Mira en el teléfono pero no hay cobertura. Debería, pero no hay.
Maldice por lo bajo, revolea los ojos, resopla, hincha las alas de la nariz e inspira aire.
Tiene que mandar ese mensaje, o llamar. Es importante, cree. Además, ellos le tienen que decir en qué estación bajarse o se va a seguir de largo.
Se va a seguir de largo.
Recuerda las veces que se pasó de estación. En la línea A, o en algunas de la D, por ejemplo, tuvo que volver a pagar el cospel. El viejo cospel de subte. Ahora ya no hay cospeles. Y las líneas son más largas.

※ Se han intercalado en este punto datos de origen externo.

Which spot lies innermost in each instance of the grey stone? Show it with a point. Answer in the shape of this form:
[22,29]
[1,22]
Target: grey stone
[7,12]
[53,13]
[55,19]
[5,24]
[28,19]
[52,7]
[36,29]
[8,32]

Antes no. Antes, cuando viajaba todos los días al colegio. Al volver cansado, en esa noche eterna del subterráneo, veía su reflejo y el de los otros en el vidrio oscuro bajo la luz artificial, como de morgue, convertidos en rostros abatidos, sonámbulos, demacrados. Y se imaginaba que el tren no iba a parar, que iba a seguir de largo hacia esa última estación que no figuraba en ningún plano. El tren de los muertos. Un cargamento de almas hacia su última parada.
Lo obsesionaba la idea: un día cualquiera, el túnel se haría más largo que nunca, el aire más cálido y espeso, los minutos interminables. Entonces llegarían a un apeadero antiguo, de aspecto abandonado, con azulejos resquebrajados y humedad en los techos. Una iluminación tenue y amarillenta les daría la bienvenida. No tendrían más remedio que bajar y caminar hacia la única salida, un pasillo descendente con curvas y contracurvas y escaleras y grietas. Al final del pasillo…
Vuelve la cobertura. Se apresura a teclear con el pulgar, leyendo con atención en la pantallita iluminada donde se multiplican las abreviaturas, las faltas de ortografía y los códigos de símbolos. Le va a dar “enviar”, pero la cobertura se pierde otra vez.
Se resigna. Al final, se va a seguir de largo.